A few weeks ago, I had a really deep conversation with my parents – like, me sobbing uncontrollably until I could barely breathe deep. In all honesty, it was weird. It was a combination of absolutely awful yet relieving at the same time. I was stressed beyond belief, between school, work, organizations and continuous demo. Now, you would think that demo at our new house would not affect me at all at this point, because I am away at school. Wrong.
Oddly enough, I feel like sometimes, it affects me more. Ever since demo started, I have felt unsettled – even though this feeling of un-settlement is small. My belongings are scattered between three different places, and every time I am home, I live out of a duffel bag (obviously because I have to go back to school), but also because half of my stuff is with me at school, and the other half is packed away in boxes. It has actually gotten to the point where I cannot even remember what I packed in each box. But, I guess that’s what happens when you pack months before your family because you are a) too excited and b) leaving for school.
Now, do not get me wrong. I am not constantly stressing over things I have no control over – because there is not any point. However, sometimes, it just hits you.
That few weeks ago, it hit me like a train.
My parents are working extremely hard to have our house finished. We are months behind schedule, and everyone is stressed and worn out. So, when I broke down to my parents, my dad made the comment, “a house is not a home.”

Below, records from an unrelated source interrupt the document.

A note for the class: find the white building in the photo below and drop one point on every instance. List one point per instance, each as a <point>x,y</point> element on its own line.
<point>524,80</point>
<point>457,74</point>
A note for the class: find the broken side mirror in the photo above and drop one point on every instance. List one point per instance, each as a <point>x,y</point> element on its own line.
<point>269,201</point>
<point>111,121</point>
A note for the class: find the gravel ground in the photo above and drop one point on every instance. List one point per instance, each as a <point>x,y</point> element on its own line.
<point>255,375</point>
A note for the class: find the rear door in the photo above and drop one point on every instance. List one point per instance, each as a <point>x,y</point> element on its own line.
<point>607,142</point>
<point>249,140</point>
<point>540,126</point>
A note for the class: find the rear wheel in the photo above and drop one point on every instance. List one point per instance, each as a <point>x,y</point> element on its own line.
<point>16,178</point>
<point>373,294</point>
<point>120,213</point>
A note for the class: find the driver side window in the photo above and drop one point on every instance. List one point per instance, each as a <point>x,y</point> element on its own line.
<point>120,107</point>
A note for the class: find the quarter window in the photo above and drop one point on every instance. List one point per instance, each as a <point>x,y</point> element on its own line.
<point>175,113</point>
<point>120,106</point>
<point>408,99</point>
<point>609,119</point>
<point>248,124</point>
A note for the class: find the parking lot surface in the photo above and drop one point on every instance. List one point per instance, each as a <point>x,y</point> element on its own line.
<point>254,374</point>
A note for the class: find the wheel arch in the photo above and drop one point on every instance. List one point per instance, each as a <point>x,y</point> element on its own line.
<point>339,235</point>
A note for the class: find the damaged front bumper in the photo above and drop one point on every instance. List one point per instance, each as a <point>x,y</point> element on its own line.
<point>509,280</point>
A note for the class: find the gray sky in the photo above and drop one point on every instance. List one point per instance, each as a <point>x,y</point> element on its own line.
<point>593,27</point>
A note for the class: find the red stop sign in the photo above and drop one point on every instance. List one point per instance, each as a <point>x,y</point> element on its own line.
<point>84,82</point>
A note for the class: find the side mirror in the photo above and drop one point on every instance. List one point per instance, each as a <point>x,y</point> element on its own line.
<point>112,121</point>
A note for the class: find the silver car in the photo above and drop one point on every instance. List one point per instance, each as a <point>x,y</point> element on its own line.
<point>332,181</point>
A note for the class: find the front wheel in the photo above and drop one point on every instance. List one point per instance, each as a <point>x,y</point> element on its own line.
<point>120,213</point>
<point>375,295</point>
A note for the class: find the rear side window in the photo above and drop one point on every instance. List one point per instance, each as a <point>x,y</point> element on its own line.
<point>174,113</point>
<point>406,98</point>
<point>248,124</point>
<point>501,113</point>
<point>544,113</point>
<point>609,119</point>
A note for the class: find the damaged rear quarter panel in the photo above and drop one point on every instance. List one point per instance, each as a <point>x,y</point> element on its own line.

He made sense of all of my pent up feelings. I have had such a love-hate relationship with coming home this semester. I want to come home and spend time with family and try to organize my life at home, but everything is scattered – because we’re all trying to turn our new house into our new home. The first few weekends I came home, I rarely saw my parents, because I would stay at our condo and do school work and they would work at the house. The last couple of weeks, I started to go to the new house to do homework, and that’s when it clicked. I hated being at the condo alone, because when I came home, I wanted my parents.
So, like my dad said, at this point in my life, the house is not my home. Home is where mom and dad are. Home is where family is; home is where your heart is.